Computational biology

Computational biology

Computational biology is a young multidisciplinary field that combines computer science with statistics, physics, chemistry, and biology in order to analyze and understand complex biological systems – from single molecules to entire organisms and populations. 

Computational Biology: The Essential Foundation of Personalized Medicine 

Computational biology tools have become a significant part of ongoing biological research. For scientists from various disciplines, these tools allow for the study of biological phenomena that have been unknown until now. One of these disciplines is personalized medicine, which uses computational biology tools and techniques extensively in order to analyze the unique genetic structure of each patient and cross-reference such information with other medical data. 


For example, computational biology tools help identify genetic mutations that may contribute to the development of diseases, and facilitate the design of personalized treatment strategies based on each individual's unique data. This approach has the potential to change the way we diagnose and treat different diseases – from cancer and heart diseases to rare genetic disorders. 

In recent years, computational biology has made considerable progress in a wide range of research fields – from genetics and proteomics (the research of proteins) to systems biology and neuroscience. Artificial intelligence and machine learning tools have also been used in recent years to support research aimed at discovering and developing drugs and advanced imaging systems, helping scientists make significant discoveries and gain new insights regarding complex biological systems. 

At the Dangoor Center for Personalized Medicine at Bar-Ilan University, some of the leading researchers, doctors and computational biology scientists in Israel and around the world participate in groundbreaking research in the field of personalized medicine.  

Computational Biology in the Field of Genetics and Microorganisms 

Technological advances in the field of genetic sequencing and the vast amount of information gained from genome mapping projects can contribute to the early detection of diseases and allow the prediction of disease trajectory, as well as the personalization of medical treatment based on each individual's unique genomic information.  
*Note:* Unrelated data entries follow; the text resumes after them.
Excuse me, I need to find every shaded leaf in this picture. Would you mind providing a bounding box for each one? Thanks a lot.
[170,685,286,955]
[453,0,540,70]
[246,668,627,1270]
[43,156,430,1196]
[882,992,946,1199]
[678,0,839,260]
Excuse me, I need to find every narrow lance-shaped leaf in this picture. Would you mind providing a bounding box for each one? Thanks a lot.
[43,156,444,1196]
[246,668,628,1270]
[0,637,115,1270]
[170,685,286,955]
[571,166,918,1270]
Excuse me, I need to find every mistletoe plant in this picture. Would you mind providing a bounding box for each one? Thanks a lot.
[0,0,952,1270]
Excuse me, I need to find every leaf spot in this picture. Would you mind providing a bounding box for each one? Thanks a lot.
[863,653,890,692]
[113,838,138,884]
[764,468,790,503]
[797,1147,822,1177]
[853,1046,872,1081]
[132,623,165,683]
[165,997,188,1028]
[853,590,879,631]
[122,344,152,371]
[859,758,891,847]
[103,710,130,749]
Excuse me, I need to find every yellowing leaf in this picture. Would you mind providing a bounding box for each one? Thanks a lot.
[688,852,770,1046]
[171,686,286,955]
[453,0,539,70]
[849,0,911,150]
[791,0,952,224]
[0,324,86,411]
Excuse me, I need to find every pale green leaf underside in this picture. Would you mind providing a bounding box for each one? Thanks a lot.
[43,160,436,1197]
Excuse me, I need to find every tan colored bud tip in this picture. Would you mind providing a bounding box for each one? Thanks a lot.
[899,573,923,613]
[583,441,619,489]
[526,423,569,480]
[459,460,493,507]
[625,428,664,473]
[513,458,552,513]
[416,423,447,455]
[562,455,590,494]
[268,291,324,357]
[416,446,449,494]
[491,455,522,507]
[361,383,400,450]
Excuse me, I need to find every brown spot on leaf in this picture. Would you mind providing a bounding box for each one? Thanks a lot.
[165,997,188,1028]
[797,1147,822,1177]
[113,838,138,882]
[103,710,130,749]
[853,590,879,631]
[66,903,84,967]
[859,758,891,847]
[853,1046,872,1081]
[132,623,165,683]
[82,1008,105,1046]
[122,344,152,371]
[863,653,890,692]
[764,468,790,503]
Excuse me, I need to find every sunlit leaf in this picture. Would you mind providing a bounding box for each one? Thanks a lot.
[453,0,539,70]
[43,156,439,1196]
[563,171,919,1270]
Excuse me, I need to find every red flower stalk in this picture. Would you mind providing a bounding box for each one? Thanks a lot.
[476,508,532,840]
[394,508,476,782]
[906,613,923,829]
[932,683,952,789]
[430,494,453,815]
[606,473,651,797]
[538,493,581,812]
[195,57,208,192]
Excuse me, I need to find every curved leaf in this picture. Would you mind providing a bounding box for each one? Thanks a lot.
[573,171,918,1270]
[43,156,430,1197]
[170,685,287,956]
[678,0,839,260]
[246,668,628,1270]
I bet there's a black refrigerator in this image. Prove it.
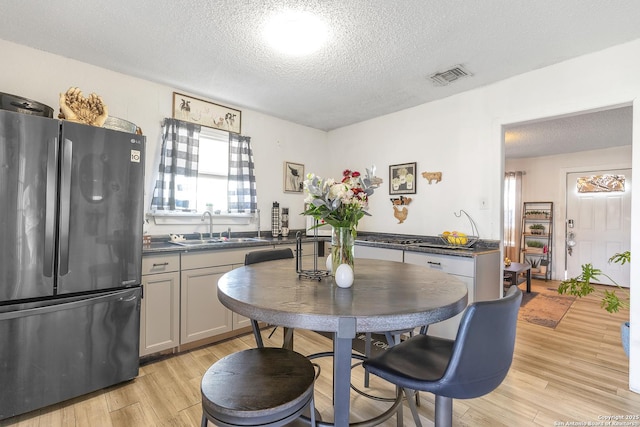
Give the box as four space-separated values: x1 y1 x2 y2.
0 111 145 419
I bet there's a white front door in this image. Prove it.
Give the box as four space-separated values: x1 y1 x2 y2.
565 169 631 286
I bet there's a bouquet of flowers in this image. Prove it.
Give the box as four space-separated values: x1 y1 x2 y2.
303 169 379 237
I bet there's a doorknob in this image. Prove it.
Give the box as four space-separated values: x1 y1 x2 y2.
567 232 576 255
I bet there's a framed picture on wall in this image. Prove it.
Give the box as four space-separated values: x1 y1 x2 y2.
173 92 242 134
284 162 304 193
389 162 416 194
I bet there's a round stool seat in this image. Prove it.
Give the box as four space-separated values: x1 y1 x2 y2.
200 347 315 426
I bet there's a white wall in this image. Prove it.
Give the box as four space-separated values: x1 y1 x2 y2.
505 145 632 280
0 40 328 234
0 40 640 392
329 40 640 392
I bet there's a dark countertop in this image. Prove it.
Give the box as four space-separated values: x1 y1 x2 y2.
142 232 322 255
142 230 500 258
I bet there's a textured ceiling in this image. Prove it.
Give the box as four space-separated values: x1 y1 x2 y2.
505 107 633 159
0 0 640 155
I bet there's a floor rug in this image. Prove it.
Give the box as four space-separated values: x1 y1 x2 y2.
518 280 576 329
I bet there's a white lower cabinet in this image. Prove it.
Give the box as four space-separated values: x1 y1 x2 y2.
140 254 180 356
180 266 233 344
355 245 403 262
404 251 502 339
180 248 250 344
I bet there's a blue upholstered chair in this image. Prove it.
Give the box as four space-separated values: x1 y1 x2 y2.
363 286 522 426
244 248 293 347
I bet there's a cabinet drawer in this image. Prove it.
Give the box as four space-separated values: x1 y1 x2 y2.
142 254 180 276
181 248 250 270
404 251 475 277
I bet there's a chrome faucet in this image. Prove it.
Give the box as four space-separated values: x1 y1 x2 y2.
200 211 213 239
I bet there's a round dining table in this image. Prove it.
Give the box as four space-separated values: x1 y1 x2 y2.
218 258 467 426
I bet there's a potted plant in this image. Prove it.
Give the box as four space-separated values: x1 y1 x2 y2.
527 240 544 253
529 224 545 234
558 251 631 356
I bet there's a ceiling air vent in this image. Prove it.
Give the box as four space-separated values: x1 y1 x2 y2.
429 65 473 86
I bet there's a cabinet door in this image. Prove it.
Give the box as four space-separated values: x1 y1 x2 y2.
404 251 475 339
355 245 404 262
180 265 233 344
140 272 180 356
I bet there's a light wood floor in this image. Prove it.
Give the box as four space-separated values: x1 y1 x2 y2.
0 285 640 427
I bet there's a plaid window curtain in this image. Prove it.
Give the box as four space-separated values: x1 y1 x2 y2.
227 133 258 213
151 119 200 211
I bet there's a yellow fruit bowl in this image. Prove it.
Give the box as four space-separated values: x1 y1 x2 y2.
440 231 478 248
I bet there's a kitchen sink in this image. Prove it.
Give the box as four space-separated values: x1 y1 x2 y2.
222 237 266 243
169 239 224 246
169 237 266 247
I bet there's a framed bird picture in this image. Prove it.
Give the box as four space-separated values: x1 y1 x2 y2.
284 162 304 193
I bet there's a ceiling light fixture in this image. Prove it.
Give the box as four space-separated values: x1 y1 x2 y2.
264 11 329 55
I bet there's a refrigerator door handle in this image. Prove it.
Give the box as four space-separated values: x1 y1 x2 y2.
42 138 58 277
0 288 139 322
58 138 73 276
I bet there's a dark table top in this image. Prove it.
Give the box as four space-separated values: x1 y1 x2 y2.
218 258 467 332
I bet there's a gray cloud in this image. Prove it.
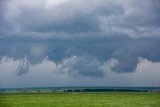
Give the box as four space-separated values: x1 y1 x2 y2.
0 0 160 77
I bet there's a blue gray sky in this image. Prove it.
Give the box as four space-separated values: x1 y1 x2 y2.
0 0 160 88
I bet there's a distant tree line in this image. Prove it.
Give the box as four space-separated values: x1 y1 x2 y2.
64 88 147 92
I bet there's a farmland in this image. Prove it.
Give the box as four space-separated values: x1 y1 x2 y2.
0 92 160 107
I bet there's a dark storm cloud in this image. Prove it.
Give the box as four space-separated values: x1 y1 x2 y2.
1 36 160 77
0 0 160 77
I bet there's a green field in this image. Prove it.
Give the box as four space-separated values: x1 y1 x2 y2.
0 92 160 107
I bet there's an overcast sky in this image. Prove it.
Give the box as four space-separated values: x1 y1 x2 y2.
0 0 160 88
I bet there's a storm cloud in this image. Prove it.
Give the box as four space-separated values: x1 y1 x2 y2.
0 0 160 87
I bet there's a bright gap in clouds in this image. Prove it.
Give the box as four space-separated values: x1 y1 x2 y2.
0 56 160 87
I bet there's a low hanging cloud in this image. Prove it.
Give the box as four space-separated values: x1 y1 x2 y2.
0 0 160 87
0 56 160 87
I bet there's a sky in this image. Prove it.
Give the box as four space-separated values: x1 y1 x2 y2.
0 0 160 88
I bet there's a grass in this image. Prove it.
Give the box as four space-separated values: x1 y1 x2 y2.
0 92 160 107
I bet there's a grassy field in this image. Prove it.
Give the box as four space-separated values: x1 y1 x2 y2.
0 92 160 107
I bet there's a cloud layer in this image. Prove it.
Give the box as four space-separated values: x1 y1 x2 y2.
0 0 160 87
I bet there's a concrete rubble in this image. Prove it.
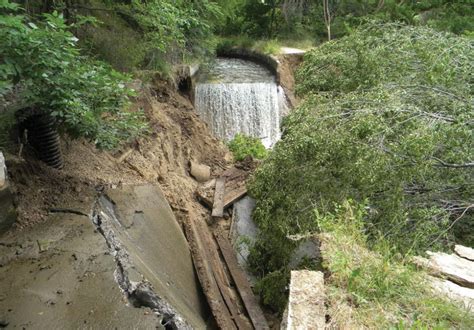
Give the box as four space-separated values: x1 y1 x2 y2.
0 185 209 329
281 270 326 330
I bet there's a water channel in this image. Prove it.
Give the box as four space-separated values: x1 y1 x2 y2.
195 58 285 148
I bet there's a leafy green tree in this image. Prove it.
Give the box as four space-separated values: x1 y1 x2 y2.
0 1 146 148
250 23 474 312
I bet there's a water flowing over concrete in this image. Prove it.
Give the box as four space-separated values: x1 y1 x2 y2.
195 58 285 148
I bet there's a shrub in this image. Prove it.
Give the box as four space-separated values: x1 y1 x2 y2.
249 24 474 312
314 201 474 329
227 133 267 160
0 2 146 148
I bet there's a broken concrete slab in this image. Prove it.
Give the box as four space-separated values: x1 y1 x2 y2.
282 270 326 330
97 185 209 328
230 196 258 268
189 161 211 182
0 152 16 234
0 213 162 329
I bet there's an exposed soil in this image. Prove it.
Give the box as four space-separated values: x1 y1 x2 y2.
7 78 232 232
5 56 297 328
Today's advanced technologies make it possible to map not only the genome of man, but also that of different organisms, such as bacteria, fungi or viruses – whether they cause diseases or exist in symbiosis with man. Understanding the processes that occur in these microbe populations, either in general or based on each individual’s genetic profile, has placed our researchers at the forefront of global scientific progress and led to several significant breakthroughs contributing to physical and mental health.      

Computational Biology in the Field of Immune System Research 

Our laboratories are engaged in the design of computational and statistical tools intended to systematically process and analyze biological data related to the immune system. Our studies reveal how a healthy immune system functions, as well as how bodies respond to various challenges such as infectious diseases, autoimmune diseases, aging and cancer.  

Using these tools, our researchers uncover previously unknown biological mechanisms and processes and gain insights that can be used in the future to develop lifesaving drugs and improve patients’ quality of life.  

Computational Biology in the Field of Disease and Pharmaceutical Research 

Our research also focuses on molecular aspects that characterize various diseases in humans, and traces how viruses, bacteria and parasites behave in the body. By combining structural, biophysical and biomechanical approaches with cell biology research, our scientists uncover the workings of protein structures and their interactions, thereby facilitating the introduction of new drugs for infectious diseases. 

In addition, computational biology contributes to the study of factors that influence interactions between biological systems and pharmaceutical substances, and helps predict the pharmacological profile of active substances in order to develop improved drugs.